At best, New York City's salt warning labels reflect outdated scientific beliefs. But even if the science were solid, the rules would still be problematic. For example, in suing the city, the National Restaurant Association rightly called the rules "arbitrary and capricious" and "filled with irrational exclusions and nonsensical loopholes."
They're right. Chief among these issues is that the rule only applies to chain restaurants. McDonald's? Yes. TGI Friday's? Yes. 7-Eleven? No. Momofuku? No.
By referring to the salt rules as "renegade regulating," the the National Restaurant Association invoked memories of the city's short-lived soda ban, which was overturned by the state's highest court in 2014, the third court in the state in a row to find the rules unconstitutional.
The rules also conflict with existing menu labeling rules in the city. While the salt rule is intended as a warning—it requires that a black triangle with a salt shaker in the center of the triangle be placed "next to any food item that has 2,300 mg of sodium or more"—the city's mandatory menu calorie labeling is intended to provide calorie information, rather than to warn. Yet consumers could hardly be faulted for being frustrated and confused by the display of a pair of menu mandates—a salt warning that provides no numerical data, and numerical calorie data that provides no warning—appearing alongside one another.
The salt warnings may also conflict with federal menu labeling rules that are set to take effect later this year. One legal-news website implied this week that the rules may be preempted by federal law.
"Unlike New York City's rule," JD Supra reported, "the federal law would not require restaurants to post sodium content on menus." Some recent U.S. Supreme Court food-labeling decisions have overturned state laws that conflicted with federal laws.

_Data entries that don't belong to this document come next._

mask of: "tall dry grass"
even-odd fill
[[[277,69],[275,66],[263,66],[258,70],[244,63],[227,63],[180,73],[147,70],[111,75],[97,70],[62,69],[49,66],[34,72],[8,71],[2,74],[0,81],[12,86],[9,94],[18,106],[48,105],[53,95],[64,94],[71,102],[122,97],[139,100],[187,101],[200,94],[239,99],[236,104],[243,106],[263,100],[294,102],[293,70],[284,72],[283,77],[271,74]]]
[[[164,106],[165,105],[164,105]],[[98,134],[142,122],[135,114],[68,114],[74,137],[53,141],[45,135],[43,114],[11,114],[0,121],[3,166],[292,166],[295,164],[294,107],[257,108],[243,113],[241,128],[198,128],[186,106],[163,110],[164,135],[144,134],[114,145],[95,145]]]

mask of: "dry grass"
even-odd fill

And then there's the question of whether all these menu labels really do one bit of good. An Associated Press report this week on New York City's salt warnings noted that customers at several restaurants in the city "said the labels were unlikely to change what they ordered." That's consistent with studies on the impact of menu labeling in general, as I've detailed numerous times.
I have no opinion about the amount of salt you should consume. That's up to you and your family, doctor, and anyone you choose to let cook your food. But I've got lots of opinions about government warnings about salt when those warnings rely on bad or outdated science in an attempt to scare consumers in ways even the CDC admits may cause harm. New York City must scrap these rules, or a court will do it for them.